Page 1 of 1

How To Use This Function On External File?

Posted: Tue Nov 23, 2010 2:31 am
by abrogard
I found this little function for cleaning Word general html code and I know a bloke who could really use it.

Unfortunately my php isn't good enough yet for ME to know how to use it:

function cleanHTML($html) {
/// <summary>
/// Removes all FONT and SPAN tags, and all Class and Style attributes.
/// Designed to get rid of non-standard Microsoft Word HTML tags.
/// </summary>
// start by completely removing all unwanted tags

$html = ereg_replace("<(/)?(font|span|del|ins)[^>]*>","",$html);

// then run another pass over the html (twice), removing unwanted attributes

$html = ereg_replace("<([^>]*)(class|lang|style|size|face)=(\"[^\"]*\"|'[^']*'|[^>]+)([^>]*)>","<\\1>",$html);
$html = ereg_replace("<([^>]*)(class|lang|style|size|face)=(\"[^\"]*\"|'[^']*'|[^>]+)([^>]*)>","<\\1>",$html);

// sample word html <p class="aaa" style="background:dot">abc</p> will return <p > </p>
}

I assume I put it in a php document like, maybe 'cleanhtml.php'

and then outside of the function declaration and definition I call the function with the file I want to clean as an argument.
Something like: cleanHTML( myfilenameonthehardrive.html )

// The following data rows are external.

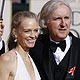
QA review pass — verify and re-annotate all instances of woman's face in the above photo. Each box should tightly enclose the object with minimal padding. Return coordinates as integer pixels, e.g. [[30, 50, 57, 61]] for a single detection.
[[15, 18, 38, 50]]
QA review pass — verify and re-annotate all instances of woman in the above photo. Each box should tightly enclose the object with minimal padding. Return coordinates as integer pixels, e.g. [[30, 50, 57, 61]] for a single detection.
[[0, 11, 41, 80]]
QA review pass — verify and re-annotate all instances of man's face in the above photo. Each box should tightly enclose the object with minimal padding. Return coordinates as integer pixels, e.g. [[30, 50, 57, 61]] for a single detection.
[[0, 23, 4, 37], [46, 4, 71, 42]]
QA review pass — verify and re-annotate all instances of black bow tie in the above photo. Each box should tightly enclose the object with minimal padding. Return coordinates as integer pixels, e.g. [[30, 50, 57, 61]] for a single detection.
[[50, 40, 66, 53]]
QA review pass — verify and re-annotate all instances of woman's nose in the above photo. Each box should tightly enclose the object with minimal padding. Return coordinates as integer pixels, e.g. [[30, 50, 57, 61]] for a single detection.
[[30, 31, 35, 38]]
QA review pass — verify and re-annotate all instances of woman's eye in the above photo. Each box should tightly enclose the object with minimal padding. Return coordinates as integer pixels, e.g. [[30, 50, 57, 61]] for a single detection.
[[34, 29, 38, 32]]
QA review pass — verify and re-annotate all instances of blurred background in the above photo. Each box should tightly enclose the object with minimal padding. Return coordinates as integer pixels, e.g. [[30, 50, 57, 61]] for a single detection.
[[0, 0, 80, 51]]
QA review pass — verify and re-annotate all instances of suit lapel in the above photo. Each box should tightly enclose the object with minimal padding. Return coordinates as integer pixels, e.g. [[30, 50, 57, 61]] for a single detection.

And save that file. cleanhtml.php in the same dir as the 'dirty' file I've quoted.

Then I open it with my browser and it should run and end and the output should be a cleaned file.

Yes?

Something like that?

But exactly how? Because I haven't made it work yet...

:)



And then I

Re: How To Use This Function On External File?

Posted: Tue Nov 23, 2010 9:03 am
by Celauran
I'd pass the full path to the file in as the argument, fopen() it inside the function, read to an array, clean out the cruft, then write back to the file.

Re: How To Use This Function On External File?

Posted: Tue Nov 23, 2010 11:17 am
by AbraCadaver
I haven't tested it, but first ereg functions are deprecated so you can convert them to preg functions. Next, you need to return the $html in order to use it. Assuming the webserver has permissions to write to the directory:

Code: Select all

function cleanHTML($html) {
   $html = preg_replace("#<(/)?(font|span|del|ins)[^>]*>#","",$html);
   $html = preg_replace("#<([^>]*)(class|lang|style|size|face)=(\"[^\"]*\"|'[^']*'|[^>]+)([^>]*)>#","<\\1>",$html);
   $html = preg_replace("#<([^>]*)(class|lang|style|size|face)=(\"[^\"]*\"|'[^']*'|[^>]+)([^>]*)>#","<\\1>",$html);

   return $html;
}
//get html
$dirty = file_get_contents('/path/to/myfilenameonthehardrive.html');
//clean it
$clean = cleanHTML($dirty);
//save to new file
file_put_contents('/path/to/clean_myfilenameonthehardrive.html', $clean);
//display it
echo $clean;